The Philippines has raised interest rates for the fourth time this year as it aims to tame surging inflation and shore up its tumbling currency.
The Bangko Sentral ng Pilipinas [central bank] today (Thursday, September 27) announced a 50 basis point hike to 4.5 per cent, as worries grow that the nation’s economy is overheating.
Consumer prices rose by a nine-year high to 6.4 per cent last month, with some analysts warning that September data, due out next week, could breach seven per cent.
“The Monetary Board recognised that a further tightening of monetary policy was warranted by persistent signs of sustained and broadening price pressures,” the bank said.

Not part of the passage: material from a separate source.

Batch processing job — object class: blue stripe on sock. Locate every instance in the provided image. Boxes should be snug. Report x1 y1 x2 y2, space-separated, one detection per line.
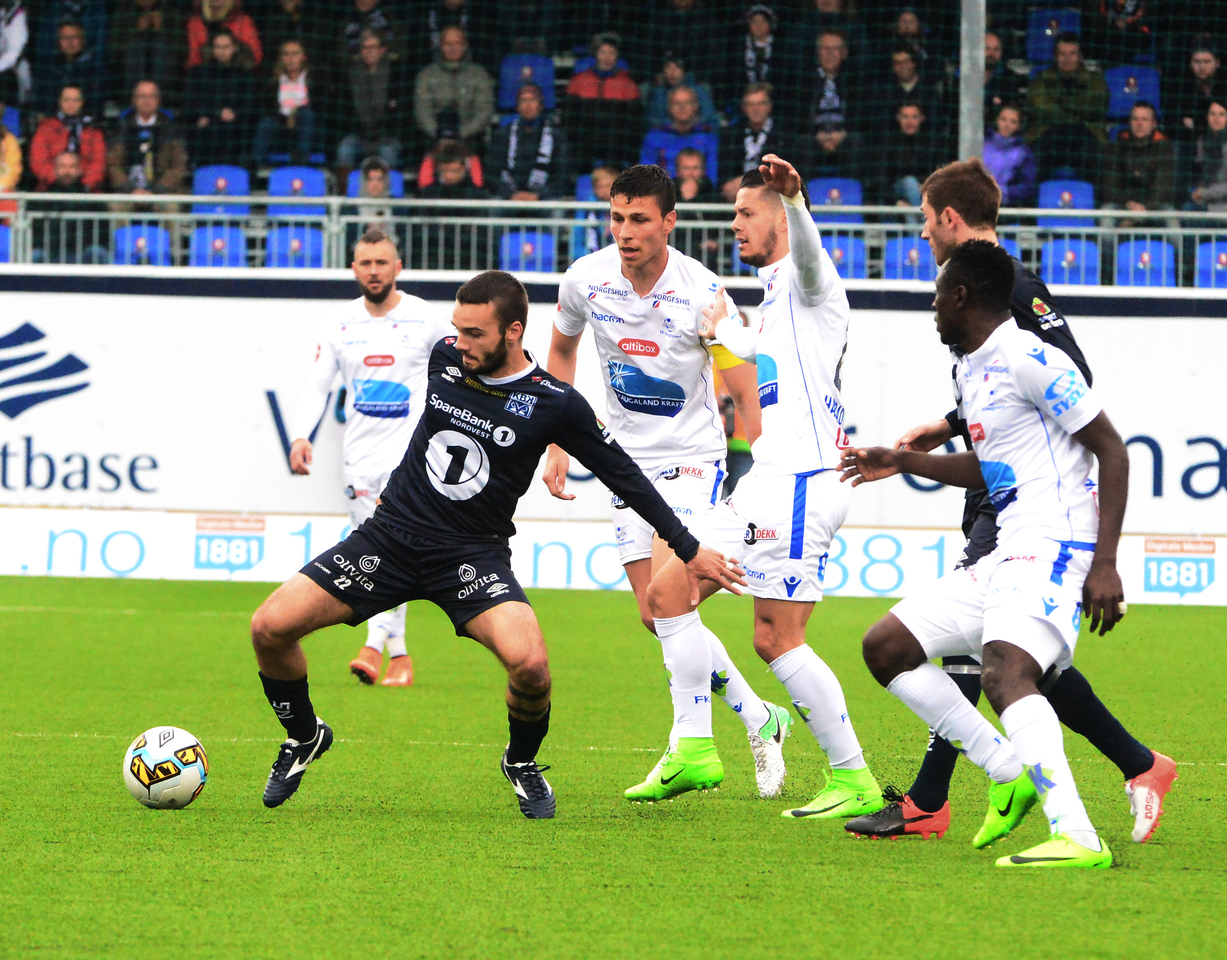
788 474 812 560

It added that inflation for this year and next would likely surpass the monetary authority’s own forecasts.
The destruction wrought earlier this month by Typhoon Mangkhut — the world’s most powerful storm this year — is expected to further push up prices due to agricultural crop damage.
Rising prices, along with shortages in the supply of rice have been become a pressing problem for President Duterte.
The increases have hit hardest among the poor, who have traditionally been the president’s strongest supporters.
The central bank —- which has raised its key interest rates by 150 basis points since May — also said the latest rate hike should help reduce further risks to inflation, including exchange rate volatility.
The Philippine peso has been hovering at 13-year lows this month, hitting 54.12 pesos to the dollar today.
Central bank officials have urged the government to undertake “timely measures” to tackle inflation, such as lifting import quotas on rice.
Presidential spokesman Harry Roque said the government was taking steps to address inflation, including lifting controls on imports of previously protected food products.
“Right now the foremost priority of the administration is fighting inflation. So everything is sidelined now,” he told reporters today.